Era uma vez um país em que após décadas de regime fechado a pressão popular o obriga a abrir-se e que realiza eleições abertas, multi-partidárias. As eleições são ganhas por islamitas mas os militares impedem-nos de governar. Será o Egipto de hoje? Pode ser, mas eu estava a pensar na Argélia de 1992 e onde o resultado dessa exclusão foi uma década negra com cerca de 200 000 mortes. Para lá da guerrilha tradicional e atentados cegos em zonas urbanas como mercados e transportes públicos, houve listas de gente das letras e das ciências eliminados um a um, houve aldeias inteiras isoladas e os seus habitantes degolados e um sem número de outras atrocidades. Irá o Egipto cair num caminho idêntico? Esperemos que não, até porque o contexto é diferente. Na Argélia a segunda volta das eleições legislativas foi suspensa pelos militares e os islamitas nunca chegaram a governar, tendo saltado para a clandestinidade com toda a força e “legitimidade”. No Egipto eles fizeram a experiência do governo e parece haver uma parte importante da população que apoia a recente acção do exército.  

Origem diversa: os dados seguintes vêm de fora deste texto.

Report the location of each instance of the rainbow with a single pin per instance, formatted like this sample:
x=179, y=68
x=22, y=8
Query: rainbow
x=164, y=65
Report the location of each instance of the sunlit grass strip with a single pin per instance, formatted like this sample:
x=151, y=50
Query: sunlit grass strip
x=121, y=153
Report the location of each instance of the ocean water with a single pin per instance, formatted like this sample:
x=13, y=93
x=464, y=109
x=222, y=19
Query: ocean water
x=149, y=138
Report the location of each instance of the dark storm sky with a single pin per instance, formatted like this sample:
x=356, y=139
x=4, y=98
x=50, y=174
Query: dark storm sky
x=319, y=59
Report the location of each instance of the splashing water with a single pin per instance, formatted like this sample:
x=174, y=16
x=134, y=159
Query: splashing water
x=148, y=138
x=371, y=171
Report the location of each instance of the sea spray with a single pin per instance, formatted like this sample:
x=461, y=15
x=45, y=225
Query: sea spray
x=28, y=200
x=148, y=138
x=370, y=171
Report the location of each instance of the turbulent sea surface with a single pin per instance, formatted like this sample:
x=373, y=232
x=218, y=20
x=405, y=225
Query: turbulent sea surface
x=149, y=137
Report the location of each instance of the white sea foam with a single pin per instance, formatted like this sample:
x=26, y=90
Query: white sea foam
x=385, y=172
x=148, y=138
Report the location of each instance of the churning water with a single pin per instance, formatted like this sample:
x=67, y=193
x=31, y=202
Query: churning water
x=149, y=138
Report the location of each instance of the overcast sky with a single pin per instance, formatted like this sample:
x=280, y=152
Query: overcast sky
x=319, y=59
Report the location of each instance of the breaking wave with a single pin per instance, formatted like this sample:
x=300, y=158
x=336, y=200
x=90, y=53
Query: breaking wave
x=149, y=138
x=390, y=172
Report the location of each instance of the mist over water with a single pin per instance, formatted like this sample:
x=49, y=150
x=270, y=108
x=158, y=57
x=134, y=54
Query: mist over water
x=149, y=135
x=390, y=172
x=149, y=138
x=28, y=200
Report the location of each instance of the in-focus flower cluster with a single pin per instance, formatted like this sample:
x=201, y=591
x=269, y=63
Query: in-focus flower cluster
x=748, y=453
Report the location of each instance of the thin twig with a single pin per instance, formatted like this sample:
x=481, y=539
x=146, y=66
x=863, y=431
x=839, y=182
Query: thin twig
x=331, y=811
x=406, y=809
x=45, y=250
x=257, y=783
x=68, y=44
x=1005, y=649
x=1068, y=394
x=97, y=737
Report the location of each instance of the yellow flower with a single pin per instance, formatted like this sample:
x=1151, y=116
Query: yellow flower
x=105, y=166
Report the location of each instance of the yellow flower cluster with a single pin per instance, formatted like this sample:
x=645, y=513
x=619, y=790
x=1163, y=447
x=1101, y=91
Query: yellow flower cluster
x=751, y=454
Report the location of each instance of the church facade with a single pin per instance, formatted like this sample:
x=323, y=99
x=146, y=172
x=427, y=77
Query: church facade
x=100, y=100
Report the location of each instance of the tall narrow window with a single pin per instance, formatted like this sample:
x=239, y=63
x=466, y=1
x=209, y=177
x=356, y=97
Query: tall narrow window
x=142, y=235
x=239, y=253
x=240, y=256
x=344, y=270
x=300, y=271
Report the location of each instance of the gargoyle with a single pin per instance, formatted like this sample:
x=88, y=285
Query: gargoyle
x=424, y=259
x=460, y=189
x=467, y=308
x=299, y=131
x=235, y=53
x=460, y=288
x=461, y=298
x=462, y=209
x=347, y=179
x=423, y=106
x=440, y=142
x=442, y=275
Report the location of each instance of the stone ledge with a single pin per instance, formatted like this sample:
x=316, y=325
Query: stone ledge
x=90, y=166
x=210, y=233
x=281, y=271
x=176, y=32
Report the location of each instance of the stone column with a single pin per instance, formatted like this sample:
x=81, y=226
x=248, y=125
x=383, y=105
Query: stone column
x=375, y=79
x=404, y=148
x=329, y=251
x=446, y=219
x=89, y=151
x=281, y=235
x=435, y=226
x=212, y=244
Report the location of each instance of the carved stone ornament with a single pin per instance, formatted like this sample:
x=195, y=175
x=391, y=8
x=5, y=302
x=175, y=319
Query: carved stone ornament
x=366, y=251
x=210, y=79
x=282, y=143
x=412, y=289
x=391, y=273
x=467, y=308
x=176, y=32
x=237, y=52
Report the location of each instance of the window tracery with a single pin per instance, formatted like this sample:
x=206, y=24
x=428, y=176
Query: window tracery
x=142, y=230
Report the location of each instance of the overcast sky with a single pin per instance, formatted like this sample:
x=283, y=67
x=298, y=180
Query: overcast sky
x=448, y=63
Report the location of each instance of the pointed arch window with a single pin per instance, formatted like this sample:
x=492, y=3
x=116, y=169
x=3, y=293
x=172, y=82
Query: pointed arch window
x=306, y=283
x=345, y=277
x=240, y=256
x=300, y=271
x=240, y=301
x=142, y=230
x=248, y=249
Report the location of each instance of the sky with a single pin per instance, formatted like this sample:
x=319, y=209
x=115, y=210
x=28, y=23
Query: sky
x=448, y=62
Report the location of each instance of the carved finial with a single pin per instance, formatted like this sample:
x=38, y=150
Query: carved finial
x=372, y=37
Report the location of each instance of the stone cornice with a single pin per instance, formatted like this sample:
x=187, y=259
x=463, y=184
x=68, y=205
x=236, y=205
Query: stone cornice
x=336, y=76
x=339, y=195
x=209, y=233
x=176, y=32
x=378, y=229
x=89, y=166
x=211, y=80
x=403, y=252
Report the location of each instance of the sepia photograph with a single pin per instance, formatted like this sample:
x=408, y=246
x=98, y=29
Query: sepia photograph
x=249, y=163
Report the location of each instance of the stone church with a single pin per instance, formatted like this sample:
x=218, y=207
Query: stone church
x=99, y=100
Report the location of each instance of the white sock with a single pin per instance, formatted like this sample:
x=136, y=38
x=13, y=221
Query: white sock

Num país árabe que se abre ao multi-partidarismo, é previsível serem os islamitas a ganharem as primeiras eleições – eles conseguem apresentar uma proposta concreta e diferente com a qual uma grande parte da população se identifica: “a nossa religião, os nossos valores”. No entanto, para muitos, o objectivo principal não é a democracia em si, mas simplesmente viverem melhor. Se o novo governo não conseguir responder a esse anseio com brevidade, rapidamente se desencanta. Terá ainda que procurar um compromisso dificilmente praticável entre a facção islâmica mais conservadora para quem a Sharia pode e deve servir de Constituição e uma parte da sociedade, mais moderna, que até participou na revolução buscando um país mais moderno, e que se assusta enormemente com alguns (des)propósitos como, por exemplo, no que diz respeito à condição feminina.

O primeiro-ministro turco, islamista, Recep Erdogan, disse uma vez, distraído ou não, que a democracia é como um comboio que se apanha e donde se sai quando se chega ao destino pretendido. Morsi no Egipto estaria a tentar por em prática o mesmo princípio. Como se ironizava na Argélia na altura, democracia seria um homem, um voto… uma vez! Sendo o Egipto um país fulcral no mundo árabe pelo seu peso demográfico e localização, o que lá acontecer é de extraordinária importância para meio mundo.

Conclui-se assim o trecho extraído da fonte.